Tencent’s freemium model sets it apart, and still has room to grow
How can a software company combat the threat of internet piracy? One strategy – which Chinese mobile gaming giant Tencent has used to great effect – is to give them away for free. After all, you can’t steal something that’s free. This obviously raises the question of where revenues come from, and the answer is in-game purchases. In Tencent’s world, the game is free – but the add-ons (like extra levels, equipment, and functionality) comes at a cost. This business model, which is shaking up the video game industry, is called ‘freemium’.

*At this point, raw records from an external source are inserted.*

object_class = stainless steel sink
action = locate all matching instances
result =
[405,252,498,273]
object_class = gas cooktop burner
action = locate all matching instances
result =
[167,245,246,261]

The best example of Freemium’s potential might come from Tencent’s “Honour of Kings”, which is widely believed to be the world’s top-earning smartphone game. This game is free, but players have the option to use real money to buy virtual items within it.
Tencent has pioneered this shift, which moves away from the traditional ‘one-time-purchase’ of video games that we’re all familiar with, and into a subscription model. It’s becoming popular in the west too, as Electronic Arts transition to digital sales has contributed to impressive revenue growth in most recent quarter.
In Tencent’s case, the video games in question are on mobile platforms. This has let it tap into the huge growth of ‘casual gamers’ – people who, perhaps, don’t play traditional video games on a laptop or console, but spend their hours commuting tapping away on a free game from the app store.
In the first quarter of the year, Tencent’s revenue from smartphone games rose by over 50% to $2 billion dollars. But the worldwide video game industry is worth $100 billion, and Tencent has plenty of room to grow outside of China. Can China’s premier smartphone game provider become worldwide top dog?
Dominion holds Tencent in its Global Trends Ecommerce Fund.